Dimanche 13 janvier 1898, il y a 120 ans jour pour jour, on fêtait l’anniversaire du « J’accuse », célèbre texte fondateur de l’expression de la colère chez un homme, écrivain de son temps et accessoirement journaliste, Emile Zola. Sa lettre au Président de la République d’alors, Félix Faure, fut publiée à compte d’auteur puis rachetée par le quotidien l’Aurore, devenu Le Figaro. En 2014, nous posions la question de savoir si Zola serait « populaire », c’est à dire, viralisé sur les réseaux sociaux? A l’époque de Twitter, de Facebook, rappelons -le, créé à l’origine pour « choper » des filles sur le campus, ou d’Instagram plébiscité par les jeunes (on y trouve entre autre Camille, quelques 100 000 abonnés friands de ses photos « moi à la plage, moi en train de manger chez Macdo » ), comment prendrait-il la parole, avec des médias dit classiques soumis à l’autocensure-la pire, aux annonceurs et aux actionnaires.
Ecrit en 1885, Germinal, livre fleuve de plus de 700 pages y romance son reportage dans les mines de charbon du Nord avec un parallèle entre l’éveil de la conscience ouvrière et la Révolution française; un siècle et demi plus tard, le récit de la vie misérable et de la révolte d’Etienne Lantier, des Maheu ou de l’anarchiste Souvarine sont toujours au programme des 4ème dans tous les collèges de France- certes en version courte, 200 pages. Et si, pour ces jeunes habitués aux réseaux sociaux, Facebook, « c’est pour les vieux », c’est sur ce réseau social que 65 000 « amis » travaillant pour l’Education Nationale, @lesStylos rouges, se sont mobilisés pour dénoncer « leurs longues études, leurs travail de plus de 40 heures par semaine, leurs conditions de travail dégradées et leur pouvoir d’achat qui fond ».

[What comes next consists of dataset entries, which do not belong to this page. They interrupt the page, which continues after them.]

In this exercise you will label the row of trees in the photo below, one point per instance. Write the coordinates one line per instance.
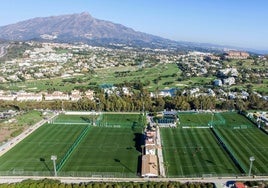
(141, 101)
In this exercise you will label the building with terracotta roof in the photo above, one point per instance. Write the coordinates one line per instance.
(237, 55)
(149, 166)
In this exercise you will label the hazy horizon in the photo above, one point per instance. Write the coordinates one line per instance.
(229, 23)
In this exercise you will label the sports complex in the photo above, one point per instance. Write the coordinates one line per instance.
(110, 145)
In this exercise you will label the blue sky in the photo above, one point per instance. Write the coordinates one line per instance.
(242, 23)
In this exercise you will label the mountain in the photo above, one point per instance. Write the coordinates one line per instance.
(77, 28)
(84, 28)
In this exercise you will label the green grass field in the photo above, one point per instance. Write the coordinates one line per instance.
(242, 138)
(73, 119)
(248, 142)
(223, 120)
(34, 152)
(107, 150)
(113, 147)
(194, 152)
(101, 149)
(195, 119)
(120, 119)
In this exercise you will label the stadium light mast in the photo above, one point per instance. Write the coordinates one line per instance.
(54, 158)
(211, 123)
(250, 166)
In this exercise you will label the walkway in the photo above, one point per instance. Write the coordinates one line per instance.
(160, 153)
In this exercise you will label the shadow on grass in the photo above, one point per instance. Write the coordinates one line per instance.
(118, 161)
(139, 141)
(43, 160)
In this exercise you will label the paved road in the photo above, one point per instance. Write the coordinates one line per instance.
(3, 49)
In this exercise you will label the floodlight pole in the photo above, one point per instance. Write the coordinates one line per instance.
(251, 162)
(54, 158)
(212, 115)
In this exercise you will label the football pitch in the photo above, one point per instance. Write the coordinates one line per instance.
(194, 152)
(80, 148)
(209, 144)
(203, 145)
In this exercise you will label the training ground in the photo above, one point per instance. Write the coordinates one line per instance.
(214, 144)
(109, 145)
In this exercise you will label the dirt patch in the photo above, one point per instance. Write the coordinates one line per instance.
(5, 134)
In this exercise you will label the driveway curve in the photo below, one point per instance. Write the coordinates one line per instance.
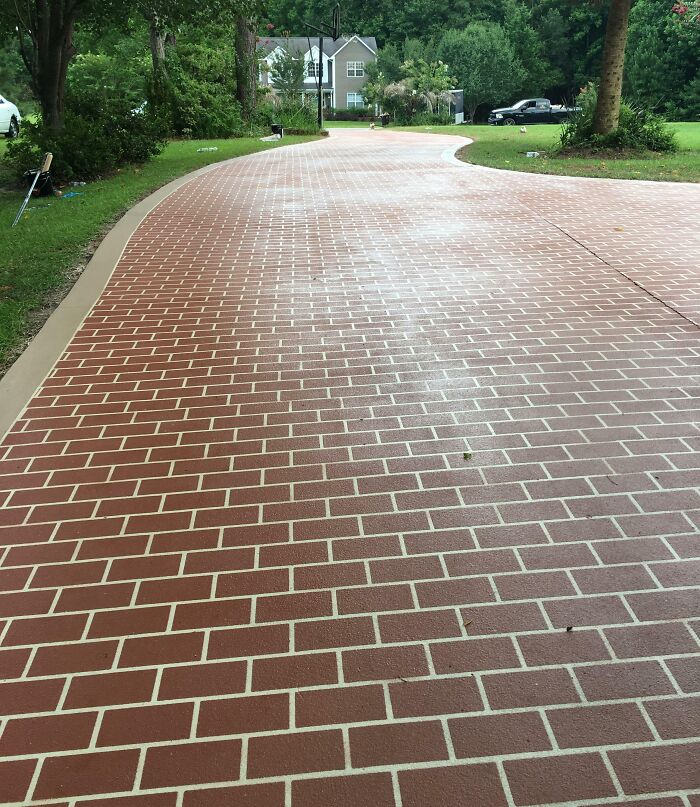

Les professions intellectuelles, les grands perdants du capitalisme
Voilà qui résume, également, les professions juridiques- juges, greffiers et avocats, en pleine reforme de la justice, tout comme celles des universitaires, du personnel hospitalier, des intermittents du spectacle, des écrivains et des journalistes. Bref, toutes les professions dites « intellectuelles », désormais synonymes de pauvreté à l’exception de ceux « en haut de l’affiche ». A ce titre, la quatrième de couverture du dernier Goncourt, Nicolas Matthieu est édifiante. « Après des études d’histoire et de cinéma, il s’installe à Paris, où il exerce toutes sortes d’activités instructives et presque toujours mal payées. (…). Aujourd’hui, il vit à Nancy et partage son temps entre l’écriture et le salariat ». Résumé: comme 90 % des auteurs, il ne vivait pas de sa plume.
Alors, ce 13 janvier 2019, pourquoi ne pas lancer le mouvement @lesStylosnoirs, dans la mouvance des Gilets jaunes où tant professions intellectuelles se reconnaissent- certains diraient avec condescendance, les fautes d’orthographe en moins- pour exprimer leur colère devant cette facture sociale imposée par le 1% des plus nantis aux 99 % de la population; huit ans après Occupy Wall Street, 120 ans après Zola, le monde regarde la France et espère, comme ce très chic Romain rencontré à Noël, « En France vous avez la contestation dans vos veines, nous les italiens, on souffre autant mais en silence ». Prenons donc tous notre plume et occupons nos « ronds-points « à nous, pour rappeler la valeur des professions intellectuelles, devenues exsangues face au tout capitalisme.